Informations internationales : Statement by Ben Emmerson, UN Special Rapporteur on Counter-Terrorism and Human Rights


Statement by Ben Emmerson, UN Special Rapporteur on Counter-
Terrorism and Human Rights concerning the launch of an inquiry into the civilian impact, and human rights implications of the use of drones and other forms of targeted killing for the purpose of counter-terrorism and counter-insurgency.

The Special Rapporteur issued the following statement at a press
conference in London :

In June of last year, at the Human Rights Council in Geneva, a group of
States, including two permanent members of the Security Council, as well as Pakistan and a number of other concerned States, made a joint
statement asking me to carry out an investigation, within the framework
of this mandate, into the use of drones in the context of counter-
terrorism operations. I issued a statement shortly afterwards to the effect that those States using this technology, and those States on whose territory it is used, are under an international law obligation to establish effective independent and impartial investigations into any drone attack in which it is plausibly alleged that civilian casualties were sustained. I also indicated that if
those States did not take steps to establish sufficiently robust and
impartial investigations it may, in the final resort, be necessary for the
UN to conduct investigations into individual drone strikes.

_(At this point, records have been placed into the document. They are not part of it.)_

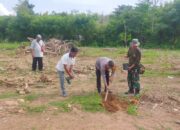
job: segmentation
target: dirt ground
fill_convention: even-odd
[[[0,79],[17,85],[0,82],[0,94],[16,93],[20,83],[28,83],[31,93],[45,96],[33,100],[31,105],[48,104],[51,101],[63,101],[70,96],[96,91],[94,63],[96,57],[79,56],[75,69],[81,69],[69,87],[68,97],[60,96],[59,80],[55,65],[60,57],[45,56],[43,74],[48,82],[40,82],[40,72],[31,72],[30,55],[0,53]],[[180,57],[170,59],[177,64],[173,71],[179,71]],[[127,91],[127,73],[120,66],[126,60],[123,56],[115,58],[119,66],[111,90],[116,95]],[[148,65],[147,65],[148,66]],[[80,67],[80,68],[79,68]],[[149,66],[148,66],[149,67]],[[155,66],[157,67],[157,66]],[[179,67],[179,68],[178,68]],[[148,69],[148,68],[146,68]],[[12,80],[12,81],[11,81]],[[27,113],[20,107],[23,96],[18,98],[0,98],[0,130],[179,130],[180,128],[180,77],[141,77],[144,92],[138,105],[138,115],[132,116],[126,111],[84,112],[73,109],[67,113],[54,114],[56,108],[49,107],[42,113]]]

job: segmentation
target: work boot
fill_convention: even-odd
[[[139,92],[140,92],[140,90],[138,89],[138,88],[136,88],[135,89],[135,93],[134,93],[134,95],[136,96],[136,95],[138,95],[139,94]]]
[[[63,97],[67,97],[66,92],[63,92],[63,93],[62,93],[62,96],[63,96]]]
[[[133,94],[134,92],[133,91],[130,91],[130,90],[128,90],[127,92],[125,92],[124,94]]]
[[[71,84],[71,78],[70,77],[66,77],[65,79],[66,79],[67,83],[70,85]]]

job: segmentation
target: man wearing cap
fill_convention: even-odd
[[[75,65],[75,57],[77,53],[78,53],[78,48],[72,47],[70,52],[64,54],[56,65],[56,69],[59,74],[61,94],[63,97],[67,96],[64,87],[64,79],[66,79],[68,84],[71,83],[70,82],[71,79],[74,79],[73,66]],[[68,77],[66,78],[65,78],[65,73],[68,75]]]
[[[141,60],[141,51],[138,47],[139,45],[138,39],[133,39],[127,53],[127,57],[129,58],[127,77],[129,90],[126,94],[132,93],[136,95],[140,92],[139,64]]]
[[[112,82],[114,74],[115,74],[115,64],[112,61],[112,59],[107,57],[100,57],[96,60],[96,80],[97,80],[97,90],[98,93],[101,93],[101,76],[103,77],[104,91],[107,91],[107,88],[109,87],[109,82]],[[111,72],[111,76],[109,76],[109,73]]]
[[[36,39],[34,39],[31,43],[31,54],[33,58],[32,62],[32,70],[36,71],[37,64],[39,71],[43,70],[43,53],[45,50],[45,44],[42,41],[42,37],[40,34],[36,36]]]

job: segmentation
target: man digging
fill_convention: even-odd
[[[106,92],[109,87],[109,82],[112,82],[115,74],[115,64],[112,59],[107,57],[100,57],[96,60],[96,78],[97,78],[97,90],[101,94],[101,76],[104,81],[104,91]],[[109,75],[111,70],[111,76]]]
[[[45,44],[42,41],[42,37],[40,34],[36,36],[36,39],[34,39],[31,43],[31,54],[33,58],[32,62],[32,70],[36,71],[37,64],[39,71],[43,70],[43,53],[45,50]]]
[[[133,39],[127,53],[127,58],[129,58],[127,77],[129,90],[125,94],[136,95],[140,92],[139,65],[141,60],[141,51],[138,47],[139,45],[140,43],[138,39]]]
[[[73,66],[75,64],[75,57],[77,53],[78,49],[76,47],[72,47],[70,52],[64,54],[56,65],[56,69],[59,74],[61,94],[63,97],[67,96],[64,87],[64,79],[66,79],[68,84],[71,84],[71,80],[74,79]],[[66,78],[65,73],[68,75]]]

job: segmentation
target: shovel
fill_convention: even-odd
[[[107,100],[108,93],[109,93],[109,91],[108,91],[108,89],[107,89],[106,94],[105,94],[105,97],[104,97],[104,101],[105,101],[105,102],[106,102],[106,100]]]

The Inquiry that I am launching today is a direct response to the requests made to me by States at the Human Rights Council last June, as well as to the increasing international concern surrounding the issue of remote targeted killing through the use of UAVs. The exponential rise in the use of drone technology in a variety of military and non-military contexts represents a real challenge to the framework of established international law and it is both right as a matter of principle, and inevitable as a matter of political reality, that the international community should now be focussing attention on the standards applicable to this technological development, particularly its deployment in counter-terrorism and counter-insurgency initiatives, and attempt to reach a consensus on the legality of its use, and the standards and safeguards which should apply to it. The plain fact is that this technology is here to stay, and its use in theatres of conflict is a reality with which the world must contend. It is therefore imperative that appropriate legal and operational structures are urgently put in place to regulate its use in a manner that complies with the requirements of international law, including in
ternational human rights law, international humanitarian law (or the law of war as it used to be called), and international refugee law. At present there are at least three main legal theories vying for primacy of place on this question. There are those who contend that outside situations of recognised international armed conflict, the applicable framework is international human rights law, under which it is unlawful to engage in any form of targeted killing. The standards set out in Covenant on Civil and Political Rights, and particularly the provisions of Article 6 which protects the right to life, permit
the use of lethal force only where it is strictly necessary as a matter of immediate self-defence. Under this analysis States wishing to take action against suspected terrorists located outside a recognised situation of international armed conflict must first try to effect an arrest, and may use lethal force only if the person they are seeking resists arrest and it proves strictly necessary to use firearms.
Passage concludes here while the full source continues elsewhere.